Studies by the International Labour Office and other institutions have pointed to four types of possible impacts of climate change and greening policies on labour markets. Firstly, the expansion of greener products, services, and infrastructure will translate into higher labour demand across many sectors of the economy, thereby leading to the creation of new jobs. Examples include jobs in renewable energy, energy efficiency, manufacturing, transportation, and building and construction. In addition to direct jobs, indirect employment is created along the supply chains, including in the building of necessary infrastructure. And as new income is generated and spent across the economy, further employment is created.
Secondly, some of the existing jobs will be substituted as a result of transformations in the economy from less to more efficient, from high-carbon to low-carbon, and from more to less polluting technologies, processes, and products. Examples include the shift from the manufacturing of internal combustion engines to the production electric vehicles, as well as the energy transition itself, as clean energy replaces fossil fuels.

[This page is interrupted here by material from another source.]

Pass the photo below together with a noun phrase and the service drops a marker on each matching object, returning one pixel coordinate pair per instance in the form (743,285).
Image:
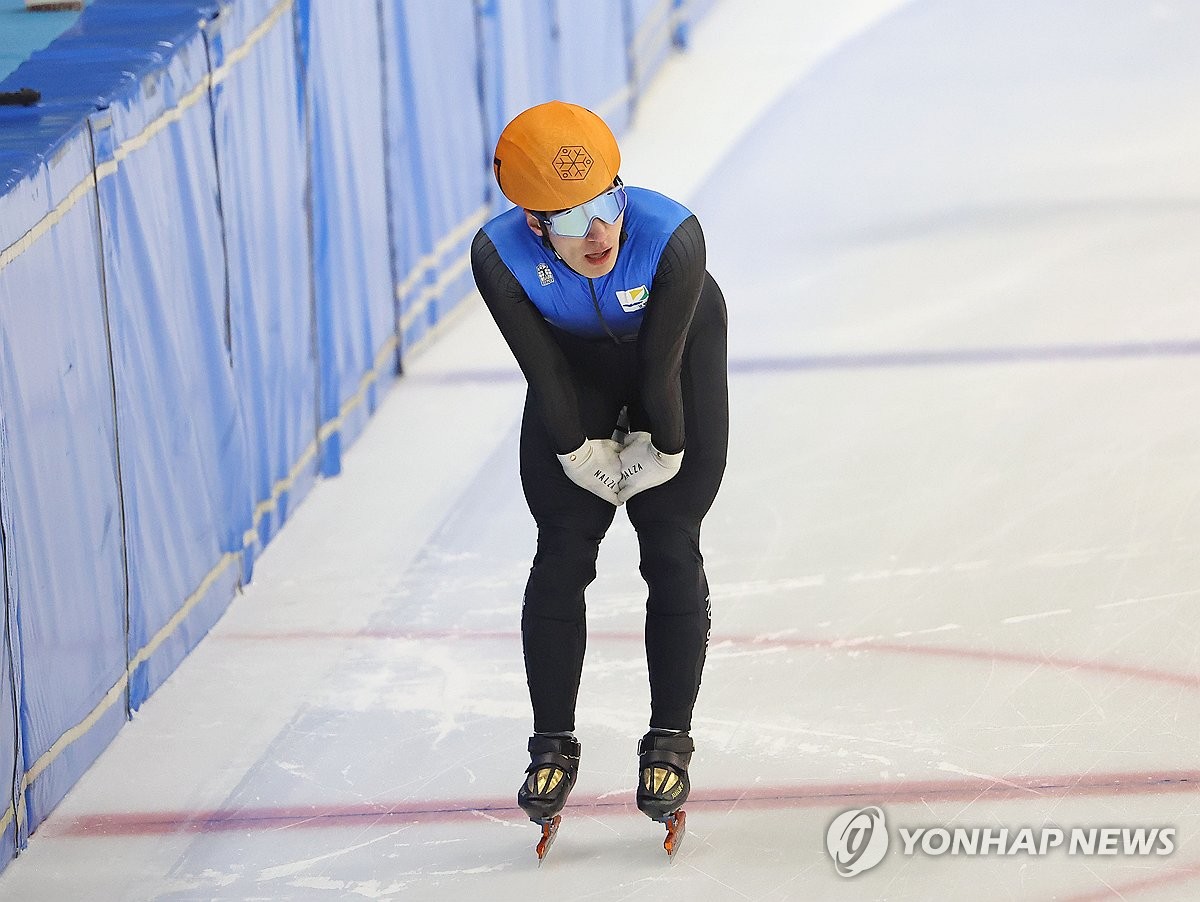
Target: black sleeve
(526,331)
(673,295)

Thirdly, certain jobs may be eliminated, either phased out completely or massively reduced in numbers, without direct replacement. This may happen where polluting and energy- and materials-intensive economic activities are reduced or phased out entirely, such as in the closing of inefficient coal mines.
Finally, many, and perhaps most, existing jobs (such as plumbers, electricians, metal workers, and construction workers) will simply be transformed and redefined as day-to-day workplace practices, skill sets, work methods, and job profiles are greened. For instance, plumbers and electricians can be reoriented to carry out similar work with solar water heating or solar photovoltaic systems.
On the energy transition more specifically, two common questions are whether clean energies generate more employment than fossil fuels, and whether this applies in the context of Africa. Several studies indicate that renewable energy technologies create more jobs than fossil fuel technologies. One study concludes that per dollar of expenditure, spending on renewable energy can produce nearly 70 percent more jobs than spending on fossil fuels. The International Renewable Energy Agency (IRENA) estimated that the renewable energy sector employed nearly 10 million people worldwide in 2016, with 62,000 jobs in Africa. Nearly half of these jobs are in South Africa and a quarter in North Africa.
In relation to the notion of modernisation mentioned above, replacing the millions of kerosene lamps, candles, and flash-lights used in many African countries with modern solar lighting can provide a cheaper alternative and stimulate green jobs. A study found that replacing these lighting systems with modern solar lighting technologies for people living outside the grid could create 500 000 new jobs related to lighting in countries of the Ecowas region.
More than 10 million young African men and women are expected to enter the labour market each year over the coming years. Most analysts tend to agree that the traditional public sector will not be able to absorb this new work force. Entrepreneurship and self-employment are indispensable to create quality jobs in large numbers, and the energy transition can play a central role in this regard. For that to happen, skills development and upgrading, entrepreneurship promotion, and enabling policy and governance frameworks are required.
Various intervention models and programs to promote job creation in clean energies have shown a clear advantage of combining technical and vocational training with entrepreneurship training. Particularly for African countries, entrepreneurship and self-employment are becoming priorities in youth employment strategies and policies. — ITCSD.